Mission commune d'information Répression infractions sexuelles sur mineurs — Réunion du 12 février 2019 à 16h30
Audition des représentants de la conférence des évêques de france : mgr olivier ribadeau dumas secrétaire général et porte-parole mgr luc crépy évêque du puy-en-velay président de la cellule permanente de lutte contre la pédophilie et Mme Ségolaine Moog déléguée pour la lutte contre la pédophilie

Ségolaine Moog, déléguée pour la lutte contre la pédophilie :

La Conférence des Évêques de France m'a nommée, en septembre 2016, déléguée pour la lutte contre la pédophilie. Auparavant, j'avais été responsable pendant sept ans des aumôneries de l'enseignement public. Je suis chargée d'animer le travail de la Conférence des Évêques sur cette question, en lien avec les diocèses, les mouvements de jeunes, la Conférence des religieux et religieuses de France, des associations. Une part importante de ma mission consiste à accompagner, au quotidien, les évêques, de façon individuelle, dans les démarches et actions que suscite la réception de témoignages de personnes victimes ou d'éléments préoccupants.

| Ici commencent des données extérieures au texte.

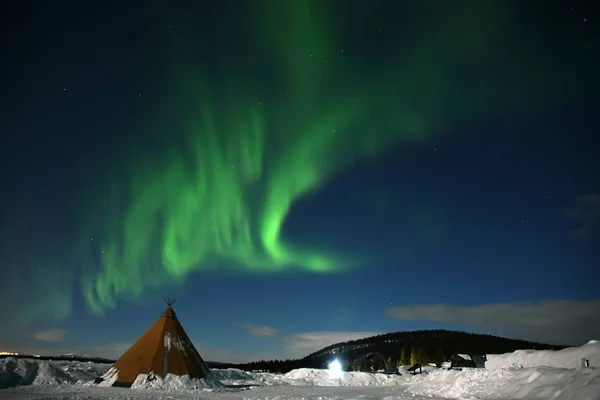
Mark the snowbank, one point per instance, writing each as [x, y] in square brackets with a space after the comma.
[320, 377]
[567, 358]
[21, 371]
[175, 382]
[72, 379]
[535, 383]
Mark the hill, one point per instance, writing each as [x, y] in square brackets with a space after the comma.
[428, 345]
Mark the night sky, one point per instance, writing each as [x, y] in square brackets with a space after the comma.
[298, 173]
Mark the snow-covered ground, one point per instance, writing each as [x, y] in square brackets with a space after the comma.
[533, 378]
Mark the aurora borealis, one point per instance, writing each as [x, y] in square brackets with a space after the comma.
[178, 144]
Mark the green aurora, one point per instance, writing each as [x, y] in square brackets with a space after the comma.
[229, 152]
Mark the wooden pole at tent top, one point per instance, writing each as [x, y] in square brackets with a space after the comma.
[169, 301]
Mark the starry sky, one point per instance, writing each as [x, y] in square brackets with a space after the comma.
[298, 173]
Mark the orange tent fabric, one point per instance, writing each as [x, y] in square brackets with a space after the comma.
[164, 349]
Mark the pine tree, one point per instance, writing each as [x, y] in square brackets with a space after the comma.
[413, 356]
[422, 357]
[403, 357]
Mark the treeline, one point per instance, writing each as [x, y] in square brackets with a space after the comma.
[405, 348]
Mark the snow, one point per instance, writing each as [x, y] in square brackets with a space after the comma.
[567, 358]
[554, 375]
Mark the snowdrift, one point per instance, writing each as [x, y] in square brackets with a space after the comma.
[22, 371]
[567, 358]
[73, 379]
[534, 383]
[320, 377]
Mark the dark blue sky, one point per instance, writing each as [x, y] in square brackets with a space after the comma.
[488, 225]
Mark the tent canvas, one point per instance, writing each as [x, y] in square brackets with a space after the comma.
[164, 349]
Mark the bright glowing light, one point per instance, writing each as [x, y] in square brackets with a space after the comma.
[335, 369]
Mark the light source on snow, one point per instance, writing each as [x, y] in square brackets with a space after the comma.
[335, 369]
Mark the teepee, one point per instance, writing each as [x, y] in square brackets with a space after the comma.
[164, 349]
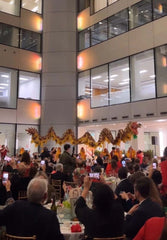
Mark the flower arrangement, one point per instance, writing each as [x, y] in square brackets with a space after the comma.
[125, 135]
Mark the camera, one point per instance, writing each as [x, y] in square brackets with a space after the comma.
[94, 175]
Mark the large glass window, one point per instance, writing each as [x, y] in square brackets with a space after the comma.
[32, 5]
[8, 88]
[10, 6]
[7, 137]
[142, 76]
[161, 70]
[99, 32]
[118, 23]
[23, 140]
[30, 41]
[82, 4]
[140, 13]
[84, 90]
[99, 4]
[84, 39]
[29, 85]
[9, 35]
[160, 8]
[119, 81]
[99, 86]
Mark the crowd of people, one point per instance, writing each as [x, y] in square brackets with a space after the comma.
[136, 205]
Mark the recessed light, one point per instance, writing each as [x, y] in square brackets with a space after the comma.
[143, 71]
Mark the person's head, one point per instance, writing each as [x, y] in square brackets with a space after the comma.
[41, 175]
[59, 167]
[142, 188]
[135, 176]
[114, 164]
[67, 147]
[122, 173]
[37, 190]
[157, 177]
[103, 197]
[25, 158]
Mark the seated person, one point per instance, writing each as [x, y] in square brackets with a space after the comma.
[152, 229]
[28, 218]
[107, 216]
[140, 213]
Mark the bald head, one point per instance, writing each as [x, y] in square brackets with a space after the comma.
[37, 190]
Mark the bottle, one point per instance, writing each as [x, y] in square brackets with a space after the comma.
[53, 206]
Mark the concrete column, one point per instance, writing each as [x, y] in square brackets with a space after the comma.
[59, 66]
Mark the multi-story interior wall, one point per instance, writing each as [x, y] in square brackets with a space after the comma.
[20, 72]
[59, 66]
[105, 54]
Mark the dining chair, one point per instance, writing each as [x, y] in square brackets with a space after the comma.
[123, 237]
[22, 195]
[57, 185]
[12, 237]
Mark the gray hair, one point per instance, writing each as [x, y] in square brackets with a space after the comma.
[59, 166]
[36, 190]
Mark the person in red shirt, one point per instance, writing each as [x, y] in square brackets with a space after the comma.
[3, 151]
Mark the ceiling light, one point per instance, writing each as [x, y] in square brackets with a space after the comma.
[115, 75]
[4, 75]
[161, 120]
[4, 84]
[24, 79]
[123, 83]
[124, 69]
[97, 77]
[143, 71]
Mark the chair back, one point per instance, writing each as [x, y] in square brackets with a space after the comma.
[57, 185]
[12, 237]
[123, 237]
[22, 195]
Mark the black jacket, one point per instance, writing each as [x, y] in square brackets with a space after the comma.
[23, 218]
[147, 209]
[98, 225]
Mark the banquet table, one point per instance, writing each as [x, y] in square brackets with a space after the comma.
[68, 235]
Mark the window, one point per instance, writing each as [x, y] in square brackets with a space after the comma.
[160, 8]
[84, 39]
[119, 81]
[161, 70]
[99, 32]
[99, 86]
[142, 76]
[10, 6]
[140, 13]
[8, 88]
[29, 85]
[83, 4]
[23, 140]
[9, 35]
[84, 90]
[99, 4]
[118, 23]
[32, 5]
[30, 41]
[111, 1]
[7, 137]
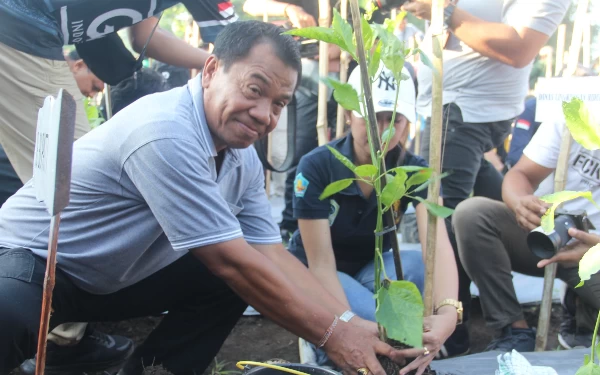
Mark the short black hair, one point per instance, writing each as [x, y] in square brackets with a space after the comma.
[73, 55]
[144, 82]
[237, 39]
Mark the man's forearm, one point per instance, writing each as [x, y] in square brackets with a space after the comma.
[165, 47]
[495, 40]
[299, 275]
[516, 185]
[258, 281]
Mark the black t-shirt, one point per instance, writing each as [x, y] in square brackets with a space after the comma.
[352, 217]
[41, 28]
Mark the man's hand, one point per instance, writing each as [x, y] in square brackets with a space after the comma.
[420, 8]
[529, 211]
[351, 347]
[298, 17]
[571, 254]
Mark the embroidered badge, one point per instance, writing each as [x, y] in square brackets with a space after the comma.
[334, 208]
[300, 185]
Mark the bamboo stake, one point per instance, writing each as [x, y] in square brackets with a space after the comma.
[560, 48]
[49, 281]
[324, 10]
[587, 41]
[372, 129]
[560, 179]
[575, 48]
[344, 62]
[435, 147]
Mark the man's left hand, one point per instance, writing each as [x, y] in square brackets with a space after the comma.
[570, 255]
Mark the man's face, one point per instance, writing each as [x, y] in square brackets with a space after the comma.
[243, 104]
[87, 82]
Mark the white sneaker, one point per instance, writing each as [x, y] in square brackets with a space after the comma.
[308, 355]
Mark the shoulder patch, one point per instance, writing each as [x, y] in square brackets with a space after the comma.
[300, 185]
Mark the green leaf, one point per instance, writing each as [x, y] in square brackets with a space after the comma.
[590, 369]
[589, 264]
[556, 199]
[366, 170]
[324, 34]
[350, 165]
[335, 187]
[368, 35]
[388, 134]
[375, 60]
[581, 123]
[394, 190]
[400, 312]
[419, 177]
[426, 184]
[435, 209]
[344, 31]
[344, 94]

Je distinguerai deux types de situations en fonction de l'âge de la personne victime au moment où l'information nous parvient. Dans la grande majorité des cas, il s'agit de personnes qui étaient mineures au moment des faits dénoncés mais qui sont devenues adultes au moment où l'information nous parvient. Souvent les faits révélés sont très anciens, ce qui ne retire rien à la gravité de l'acte commis. Les autres situations concernent des victimes encore mineures au moment de la transmission de l'information. Ces cas sont très rares, mais imposent une réaction immédiate.

Concrètement, les faits peuvent être portés à la connaissance d'un évêque de façon directe, par la victime elle-même devenue adulte, ou par l'entourage de la victime, des parents ou des proches, lorsque la victime est mineure. L'information peut aussi être transmise à l'évêque par le biais de relais locaux : des paroissiens, des enseignants, des animateurs de jeunes, d'un curé de paroisse ou d'un vicaire. Les faits peuvent aussi être signalés sur la plateforme de dépôt de témoignages que nous avons ouverte. Il arrive aussi, comme ce fut le cas dans quelques affaires récentes, que l'évêque soit informé par les autorités judiciaires au moment de la convocation d'une personne mise en cause ou de sa garde à vue.

Les règles d'action et les normes, dont se sont dotés les évêques, insistent sur l'importance de recevoir rapidement la personne qui témoigne, selon des modalités qui doivent convenir à cette personne. Il s'agit de lui manifester toute l'attention que l'on doit à celle ou à celui qui souffre. L'évêque doit accorder du crédit aux propos qui seront livrés afin de prendre des décisions ajustées et prudentes. Cet échange, lorsqu'il est possible ou souhaité par la personne victime, constitue un moment très important. Lorsque la victime est un mineur au moment de la révélation des faits, l'évêque ne reçoit pas l'enfant directement, mais peut recevoir parfois ses parents à sa demande. Il oriente toujours la famille vers des lieux ad hoc où la parole de l'enfant sera recueillie avec compétence. Dès lors que l'enquête a commencé, le procureur demande de cesser toute relation avec la famille d'une personne victime, ce qui se comprend très bien du point de vue de la justice, mais qui peut provoquer des incompréhensions et des reproches d'abandon de la part des familles qui attendent de l'Église un soutien dans leur démarche.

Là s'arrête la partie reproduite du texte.